AMENDMENT 3 TO THE A&R CUSTOMER INSTALLMENT PROGRAM AGREEMENT
This Amendment 3 (“Amendment”) to the Amended and Restated Customer Installment Program Agreement dated March 19, 2024 (“Agreement”), is entered into between Shopify, Inc. a Canadian corporation (“Shopify”) and Affirm, Inc., a Delaware corporation (“Affirm”), as of the date of last signature below. Shopify and Affirm may be referred to collectively as the “Parties” or individually as a “Party.”
RECITALS
WHEREAS, the Parties entered into the Agreement to establish a program to make the Financial Product available to Customers and Eligible Merchants;
WHEREAS, Affirm leverages multiple financial institutions for purposes of facilitating Payouts to Eligible Merchant Bank Accounts;
WHEREAS, the Parties desire to establish a process to streamline Payouts made to Eligible Merchants under the Program through a Payout Provider engaged by Shopify, such that Payouts to Eligible Merchants are consolidated through the Payout Provider as a single source of payment (“Payout Consolidation Feature”);
WHEREAS, other than as expressly amended through this Amendment, the Parties wish the Agreement to remain in full force and effect.

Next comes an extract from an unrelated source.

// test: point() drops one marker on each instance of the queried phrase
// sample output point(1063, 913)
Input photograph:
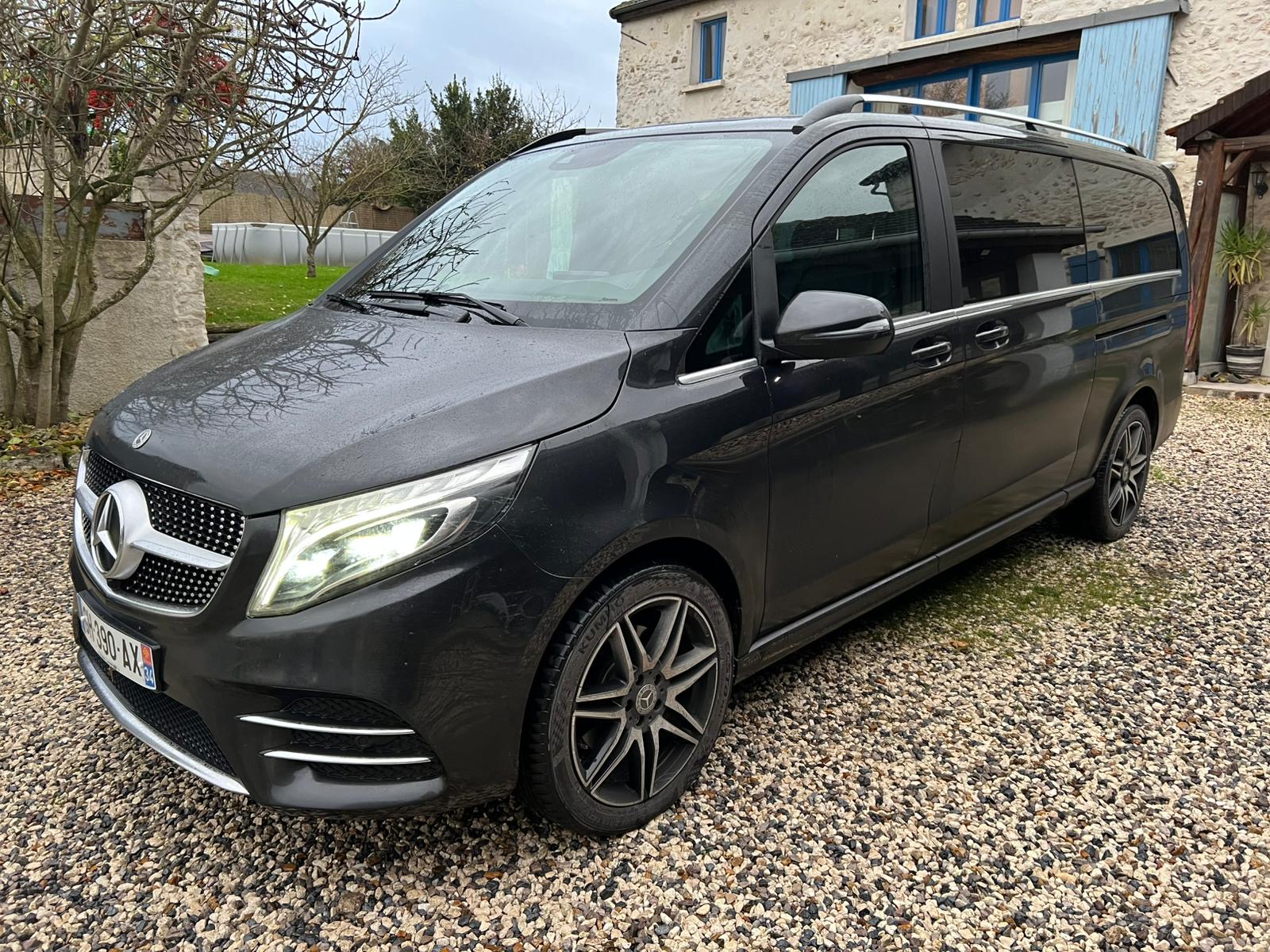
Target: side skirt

NOW, THEREFORE, in consideration of the mutual covenants contained in this Agreement, Shopify and Affirm hereby agree as follows:
AGREEMENT
1.Defined Terms. Except as otherwise specifically indicated in this Amendment, capitalized terms used in this Amendment have the meanings ascribed to them in the Agreement.
2.Terms and Conditions. The Agreement shall be amended as set forth in the attached changed sections/items of the “Terms and Conditions” as set forth on Exhibit A.
3.Exhibit D - SLA. The Agreement shall be amended as set forth in the attached revised provisions of the “Exhibit D (Service Level Agreement (SLA) Standards)” as set forth on Exhibit B to this Amendment.
4.Exhibit E- Data Protection Agreement. Exhibit E to the Agreement is hereby deleted in its entirety.
5.Exhibit G - Payout Consolidation Feature. The Agreement shall be amended as set forth in the new Exhibit G (Payment Consolidation Feature) to be added to the Agreement immediately after Exhibit F as attached hereto as Exhibit C.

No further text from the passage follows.